Abbey, bear with me, I've got a bit of a sharp edge today, but am not trying to escalate your frustration with the situation...here's Dave's top 10 ways to get back at them list to make you laugh.

1) Egg her house, hey..worked in junior high..
2-a) Put a women seeking men ad in craigslist with her number, name, and pic (through an anon computer of course)
2-b) Sign her up for prayers. I am sure there are groups happy to send her mail/call re the dangers of being a Jezebel
2-c) Sign her up to get loads of wedding and baby junk mail...that should freak H out.
3) Tell her mother that she's sneaking around with a married man (worked on the playground)

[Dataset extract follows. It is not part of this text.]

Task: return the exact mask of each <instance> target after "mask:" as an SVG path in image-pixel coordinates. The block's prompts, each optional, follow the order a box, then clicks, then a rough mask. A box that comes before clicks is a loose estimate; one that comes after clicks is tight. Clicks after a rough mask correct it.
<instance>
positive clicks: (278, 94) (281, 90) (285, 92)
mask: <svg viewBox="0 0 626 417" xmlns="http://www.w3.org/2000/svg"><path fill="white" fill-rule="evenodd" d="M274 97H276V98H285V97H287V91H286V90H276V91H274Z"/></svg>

4) Tell your H that at your annual exam you tested positive for herpes
5) Hire a private investigator to prove the affair, in case you need it in a few months.

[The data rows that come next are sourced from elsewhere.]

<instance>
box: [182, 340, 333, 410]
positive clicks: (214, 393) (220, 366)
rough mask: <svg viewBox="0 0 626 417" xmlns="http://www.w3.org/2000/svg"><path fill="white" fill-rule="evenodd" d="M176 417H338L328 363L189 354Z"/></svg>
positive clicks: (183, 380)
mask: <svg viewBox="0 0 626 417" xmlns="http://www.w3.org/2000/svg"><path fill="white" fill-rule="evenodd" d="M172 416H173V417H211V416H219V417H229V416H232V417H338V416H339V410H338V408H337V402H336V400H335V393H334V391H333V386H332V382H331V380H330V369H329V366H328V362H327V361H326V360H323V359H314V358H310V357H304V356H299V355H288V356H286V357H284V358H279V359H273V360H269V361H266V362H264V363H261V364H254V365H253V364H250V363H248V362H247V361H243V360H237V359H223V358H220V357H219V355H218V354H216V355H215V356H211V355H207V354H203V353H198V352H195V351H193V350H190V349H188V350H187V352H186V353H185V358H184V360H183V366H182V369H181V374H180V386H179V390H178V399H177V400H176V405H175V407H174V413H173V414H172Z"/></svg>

6) Get a prepaid cell phone and leave the charger out in the kitchen accidentally.
7) Order "CHEATRRRR" vanity plates for his car
8) Tape something on TLC or Bravo or Food TV over your wedding
video
9) Every time he leaves and you think it's for her, throw away 1 single sock.
10) Next time he heads over, trick him into taking some laxatives 1st....3 hours, right?

And the #1 way...
Sew the fly shut on all his underwear..when he mentions it, say "oh, I just thought that might help you KEEP IT IN YOUR PANTS"


Faith is, at one and the same time, absolutely necessary and altogether impossible.